Added to Library: 2026-01-13 04:00 UTC

📄 Abstract

Web agents, powered by large language models (LLMs), are increasingly deployed to automate complex web interactions. The rise of open-source frameworks (e.g., Browser Use, Skyvern-AI) has accelerated adoption, but also broadened the attack surface. While prior research has focused on model threats such as prompt injection and backdoors, the risks of social engineering remain largely unexplored. We present the first systematic study of social engineering attacks against web automation agents and design a pluggable runtime mitigation solution. On the attack side, we introduce the AgentBait paradigm, which exploits intrinsic weaknesses in agent execution: inducement contexts can distort the agent's reasoning and steer it toward malicious objectives misaligned with the intended task. On the defense side, we propose SUPERVISOR, a lightweight runtime module that enforces environment and intention consistency alignment between webpage context and intended goals to mitigate unsafe operations before execution. Empirical results show that mainstream frameworks are highly vulnerable to AgentBait, with an average attack success rate of 67.5% and peaks above 80% under specific strategies (e.g., trusted identity forgery). Compared with existing lightweight defenses, our module can be seamlessly integrated across different web automation frameworks and reduces attack success rates by up to 78.1% on average while incurring only a 7.7% runtime overhead and preserving usability. This work reveals AgentBait as a critical new threat surface for web agents and establishes a practical, generalizable defense, advancing the security of this rapidly emerging ecosystem. We reported the details of this attack to the framework developers and received acknowledgment before submission.

🔍 Key Points

  • Introduction of SecureCAI, a defense framework specifically designed to mitigate prompt injection attacks in cybersecurity operations using Large Language Models (LLMs).
  • Demonstration of a 94.7% reduction in attack success rates while maintaining 95.1% accuracy on benign security analysis tasks, showcasing the effectiveness of adapted safety mechanisms.
  • Incorporation of continuous red-teaming feedback loops and adaptive constitution evolution to dynamically respond to emerging attack strategies, enhancing operational resilience.
  • Development of a Direct Preference Optimization (DPO) training methodology for unlearning unsafe response patterns, reinforcing secure model behavior without sacrificing task performance.
  • Establishment of security-aware constitutional principles that govern LLM behavior tailored specifically for adversarial contexts, significantly different from general-purpose AI safety approaches.

💡 Why This Paper Matters

The paper presents significant advancements in securing LLMs against adversarial manipulation in cybersecurity contexts, with the SecureCAI framework demonstrating a successful integration of safety mechanisms tailored for high-stakes environments.
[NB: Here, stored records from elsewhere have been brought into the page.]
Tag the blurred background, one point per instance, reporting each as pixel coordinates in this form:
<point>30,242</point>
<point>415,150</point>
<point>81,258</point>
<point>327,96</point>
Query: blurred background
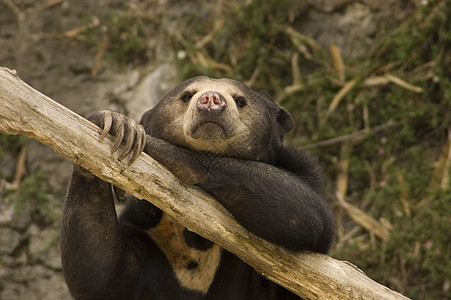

By reducing prompt injection vulnerabilities while ensuring high accuracy on legitimate tasks, this work lays a foundation for the safe and effective use of LLMs in operational security settings, addressing an urgent need in AI safety and cybersecurity.

🎯 Why It's Interesting for AI Security Researchers

This paper is crucial for AI security researchers as it addresses the vulnerabilities that arise when deploying LLMs in adversarial environments. The proposed methodologies, including continuous adaptation and security-aware principles, present innovative solutions to counteract specific exploits that threaten operational integrity. Furthermore, the empirical results provide a valuable benchmark for evaluating LLM robustness, making it a significant contribution to the discussion on AI safety in security applications.